The Pittsburgh Steelers spent much of the time between their last playoff victory and now replenishing their roster in preparation for their next chance to make a push for a championship. Last season showed signs that the team was on its way out of that transitional phase after posting a division-winning 11-5 record following back to back .500 seasons.
Still, the Steelers failed to make it out of the divisional round, and have lost their last three postseason contests, dating back to Super Bowl XLV. They followed up that 2010 run with a 12-4 wildcard campaign that saw a first-round exit, and subsequently failed to return to the playoffs the following two years.
So how close might they be to righting the ship and returning to that place that they have been more than any other franchise—that is, holding up the Lombardi Trophy? One way to attempt to measure that would be to compare how this season’s lineup projects against past teams.
For these purposes, it might be helpful to cite both the 2008 and 2010 teams, which are, respectively, the teams that have claimed their most recent Super Bowl championship and their most recent Super Bowl appearance.
The Steelers’ depth chart along the interior offensive line is somewhat of a work in progress, consisting of one veteran with limited starting experience, followed by an overabundance of former undrafted players, most of them rookies, with the only ‘veteran’ being incumbent Chris Hubbard, who played single-digit snaps in his first season on the 53-man roster.
As was the case on the outside, both the 2008 and 2010 runs that the Steelers went on that concluded in a Super Bowl appearance involved testing out the team’s depth inside. After Kendall Simmons went down early in the 2008 season, Darnell Stapleton had to fill in for the rest of the year. He was out of the league by 2010, for context.
The other interior reserve that season ended up being Trai Essex, who played very limited snaps. His most significant amount of work came during the season finale, and he graded out well.
By 2010, he entered the regular season as the starting right guard, but an injury suffered in the second game of the season resulted in a bit of a merry-go-round at the position. Doug Legursky replaced him until he returned around mid-season but after yet another injury two weeks later, it was Ramon Foster who would finish the year at the position, including the Super Bowl game.
Foster has been a starter more or less since then, while Legursky has started both in Pittsburgh and elsewhere since then. It proved that the Steelers had quality depth inside that year, perhaps more than they realized.
The current primary reserve is Cody Wallace, who was signed just prior to the 2013 season. He started the final three games of the regular season that year at center, his natural position, and played well, turning that performance into a three-year contract.

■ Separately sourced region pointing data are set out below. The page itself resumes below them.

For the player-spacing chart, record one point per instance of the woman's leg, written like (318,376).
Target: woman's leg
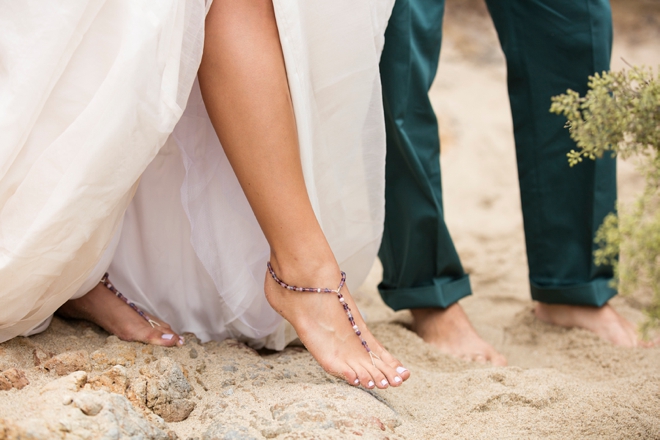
(244,85)
(105,309)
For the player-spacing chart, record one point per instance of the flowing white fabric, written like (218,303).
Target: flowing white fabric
(90,92)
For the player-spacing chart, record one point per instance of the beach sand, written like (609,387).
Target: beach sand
(560,383)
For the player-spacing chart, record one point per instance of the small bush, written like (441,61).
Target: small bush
(621,114)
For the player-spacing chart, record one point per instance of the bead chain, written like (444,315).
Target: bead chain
(342,301)
(106,282)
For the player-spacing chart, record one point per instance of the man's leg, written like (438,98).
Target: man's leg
(422,271)
(551,46)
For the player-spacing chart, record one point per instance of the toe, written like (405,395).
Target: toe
(364,376)
(393,366)
(479,358)
(391,374)
(164,338)
(498,360)
(379,379)
(350,376)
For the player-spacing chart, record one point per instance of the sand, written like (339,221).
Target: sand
(560,383)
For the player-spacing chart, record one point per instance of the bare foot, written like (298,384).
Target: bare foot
(322,325)
(450,330)
(604,321)
(104,309)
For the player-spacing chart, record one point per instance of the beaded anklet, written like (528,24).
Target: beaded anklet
(342,301)
(106,282)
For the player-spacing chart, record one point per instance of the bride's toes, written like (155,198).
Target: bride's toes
(394,367)
(378,377)
(166,338)
(364,377)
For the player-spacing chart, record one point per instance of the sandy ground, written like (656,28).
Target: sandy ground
(560,383)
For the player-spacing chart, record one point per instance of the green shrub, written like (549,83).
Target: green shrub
(621,114)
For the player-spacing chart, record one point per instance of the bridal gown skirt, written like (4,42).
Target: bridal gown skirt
(108,160)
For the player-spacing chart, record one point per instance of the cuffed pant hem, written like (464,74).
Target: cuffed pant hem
(443,293)
(595,293)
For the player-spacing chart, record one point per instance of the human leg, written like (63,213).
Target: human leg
(105,309)
(421,268)
(102,305)
(552,46)
(244,85)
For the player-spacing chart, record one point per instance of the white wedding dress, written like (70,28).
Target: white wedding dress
(108,160)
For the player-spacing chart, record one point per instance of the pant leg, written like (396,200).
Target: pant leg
(551,46)
(421,266)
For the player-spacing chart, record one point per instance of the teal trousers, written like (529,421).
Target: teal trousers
(550,46)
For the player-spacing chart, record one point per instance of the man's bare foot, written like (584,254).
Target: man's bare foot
(322,325)
(450,331)
(106,310)
(604,321)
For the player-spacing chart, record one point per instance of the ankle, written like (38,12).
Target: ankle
(317,269)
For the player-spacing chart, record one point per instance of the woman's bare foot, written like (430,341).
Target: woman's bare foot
(604,321)
(106,310)
(322,325)
(450,331)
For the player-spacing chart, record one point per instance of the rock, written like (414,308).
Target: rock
(68,362)
(115,380)
(72,382)
(39,356)
(5,385)
(90,404)
(167,390)
(115,353)
(218,431)
(66,411)
(16,378)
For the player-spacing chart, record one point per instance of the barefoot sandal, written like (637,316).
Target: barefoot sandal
(342,301)
(108,285)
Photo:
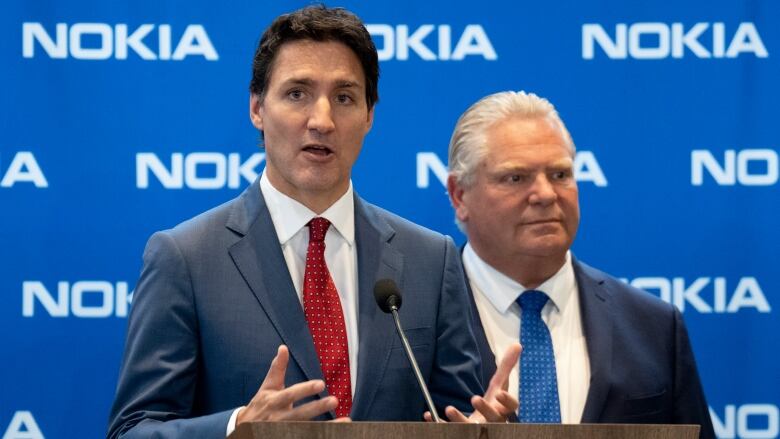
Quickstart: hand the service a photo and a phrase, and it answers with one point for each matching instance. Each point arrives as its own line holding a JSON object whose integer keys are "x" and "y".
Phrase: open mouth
{"x": 320, "y": 150}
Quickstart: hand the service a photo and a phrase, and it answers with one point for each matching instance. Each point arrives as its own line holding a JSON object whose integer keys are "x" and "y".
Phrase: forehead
{"x": 527, "y": 142}
{"x": 316, "y": 62}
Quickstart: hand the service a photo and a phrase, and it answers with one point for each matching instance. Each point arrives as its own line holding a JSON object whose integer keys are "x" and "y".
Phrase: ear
{"x": 256, "y": 111}
{"x": 370, "y": 121}
{"x": 456, "y": 192}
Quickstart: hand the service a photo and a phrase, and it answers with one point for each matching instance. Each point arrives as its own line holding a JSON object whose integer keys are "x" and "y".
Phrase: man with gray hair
{"x": 595, "y": 350}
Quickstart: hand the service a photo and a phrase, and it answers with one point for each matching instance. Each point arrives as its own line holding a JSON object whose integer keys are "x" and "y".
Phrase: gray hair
{"x": 468, "y": 145}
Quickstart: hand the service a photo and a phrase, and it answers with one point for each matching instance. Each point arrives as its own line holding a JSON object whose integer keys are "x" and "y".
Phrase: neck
{"x": 316, "y": 200}
{"x": 528, "y": 271}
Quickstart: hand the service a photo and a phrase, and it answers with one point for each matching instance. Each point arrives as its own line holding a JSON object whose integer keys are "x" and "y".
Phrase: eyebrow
{"x": 341, "y": 83}
{"x": 557, "y": 165}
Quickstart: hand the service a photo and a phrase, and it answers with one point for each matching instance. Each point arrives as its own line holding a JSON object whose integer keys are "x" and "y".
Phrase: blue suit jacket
{"x": 215, "y": 300}
{"x": 642, "y": 366}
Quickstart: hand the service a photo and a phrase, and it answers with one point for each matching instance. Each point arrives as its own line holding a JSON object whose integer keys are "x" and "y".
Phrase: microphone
{"x": 388, "y": 297}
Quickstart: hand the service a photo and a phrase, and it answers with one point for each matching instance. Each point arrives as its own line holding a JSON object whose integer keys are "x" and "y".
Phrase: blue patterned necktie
{"x": 538, "y": 382}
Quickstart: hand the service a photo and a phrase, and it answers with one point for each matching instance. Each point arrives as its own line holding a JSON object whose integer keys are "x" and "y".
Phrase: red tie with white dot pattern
{"x": 322, "y": 308}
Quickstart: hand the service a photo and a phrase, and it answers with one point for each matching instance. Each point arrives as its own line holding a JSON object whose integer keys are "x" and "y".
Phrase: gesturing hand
{"x": 274, "y": 402}
{"x": 497, "y": 404}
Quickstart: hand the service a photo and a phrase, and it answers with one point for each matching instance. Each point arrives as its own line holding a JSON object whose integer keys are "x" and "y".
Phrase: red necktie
{"x": 322, "y": 308}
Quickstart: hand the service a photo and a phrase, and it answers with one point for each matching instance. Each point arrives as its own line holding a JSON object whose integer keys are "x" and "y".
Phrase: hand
{"x": 497, "y": 404}
{"x": 274, "y": 402}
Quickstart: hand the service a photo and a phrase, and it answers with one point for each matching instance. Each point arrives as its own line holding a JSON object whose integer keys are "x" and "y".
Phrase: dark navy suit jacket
{"x": 215, "y": 300}
{"x": 642, "y": 366}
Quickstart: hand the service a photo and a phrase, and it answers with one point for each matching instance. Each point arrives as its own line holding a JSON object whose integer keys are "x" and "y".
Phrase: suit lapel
{"x": 597, "y": 321}
{"x": 258, "y": 256}
{"x": 376, "y": 330}
{"x": 488, "y": 357}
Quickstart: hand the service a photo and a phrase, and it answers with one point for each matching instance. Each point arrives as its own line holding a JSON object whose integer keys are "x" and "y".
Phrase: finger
{"x": 509, "y": 403}
{"x": 310, "y": 410}
{"x": 487, "y": 410}
{"x": 274, "y": 379}
{"x": 296, "y": 392}
{"x": 455, "y": 415}
{"x": 500, "y": 379}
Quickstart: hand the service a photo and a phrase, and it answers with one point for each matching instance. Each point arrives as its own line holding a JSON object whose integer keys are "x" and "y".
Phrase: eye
{"x": 513, "y": 178}
{"x": 295, "y": 94}
{"x": 561, "y": 175}
{"x": 344, "y": 98}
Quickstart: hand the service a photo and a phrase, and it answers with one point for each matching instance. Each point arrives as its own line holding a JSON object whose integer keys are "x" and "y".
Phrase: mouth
{"x": 542, "y": 221}
{"x": 318, "y": 150}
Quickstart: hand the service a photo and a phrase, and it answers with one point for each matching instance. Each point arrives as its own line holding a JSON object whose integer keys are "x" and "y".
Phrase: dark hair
{"x": 318, "y": 23}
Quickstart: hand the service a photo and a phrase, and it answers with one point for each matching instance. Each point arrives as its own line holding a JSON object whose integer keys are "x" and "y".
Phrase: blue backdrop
{"x": 122, "y": 118}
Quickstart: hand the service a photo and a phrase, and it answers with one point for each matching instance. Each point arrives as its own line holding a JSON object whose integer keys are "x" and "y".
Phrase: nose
{"x": 320, "y": 117}
{"x": 542, "y": 191}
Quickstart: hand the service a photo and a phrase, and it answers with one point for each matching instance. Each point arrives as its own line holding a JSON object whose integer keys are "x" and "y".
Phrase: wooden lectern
{"x": 421, "y": 430}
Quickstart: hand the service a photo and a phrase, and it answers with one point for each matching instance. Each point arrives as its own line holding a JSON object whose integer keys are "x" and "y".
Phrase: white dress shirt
{"x": 290, "y": 218}
{"x": 495, "y": 295}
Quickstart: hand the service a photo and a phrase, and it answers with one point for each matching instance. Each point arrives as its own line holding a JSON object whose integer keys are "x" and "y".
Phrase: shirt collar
{"x": 289, "y": 216}
{"x": 502, "y": 291}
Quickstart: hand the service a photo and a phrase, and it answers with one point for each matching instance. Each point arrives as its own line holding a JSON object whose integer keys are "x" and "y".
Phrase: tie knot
{"x": 532, "y": 300}
{"x": 317, "y": 229}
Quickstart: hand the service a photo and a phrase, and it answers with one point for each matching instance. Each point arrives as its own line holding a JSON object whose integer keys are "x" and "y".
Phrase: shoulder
{"x": 402, "y": 229}
{"x": 630, "y": 300}
{"x": 202, "y": 231}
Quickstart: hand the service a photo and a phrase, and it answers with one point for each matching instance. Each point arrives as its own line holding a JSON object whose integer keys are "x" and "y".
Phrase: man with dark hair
{"x": 274, "y": 289}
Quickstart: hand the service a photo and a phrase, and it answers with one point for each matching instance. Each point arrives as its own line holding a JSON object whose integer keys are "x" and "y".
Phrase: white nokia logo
{"x": 116, "y": 41}
{"x": 395, "y": 42}
{"x": 736, "y": 167}
{"x": 660, "y": 41}
{"x": 586, "y": 169}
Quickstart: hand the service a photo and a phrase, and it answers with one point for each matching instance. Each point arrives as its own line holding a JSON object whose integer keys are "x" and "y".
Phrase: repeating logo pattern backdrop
{"x": 121, "y": 119}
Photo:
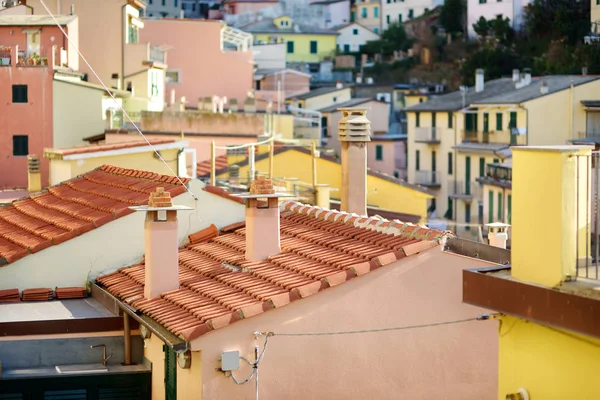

Last year, he was forced into the starting lineup at left guard for two games, and had a tougher go of it, although he faced some quality defensive lines. Still, he appears to be a capable reserve who brings with him some tenacity that you don’t often see from the second string.
We have not seen much of Hubbard yet, but he seems to be having a solid training camp as he looks to hold down his roster spot. He appears to have been gradually improving year to year, now in his third year since college. I for one will be looking forward to seeing his progress during the preseason.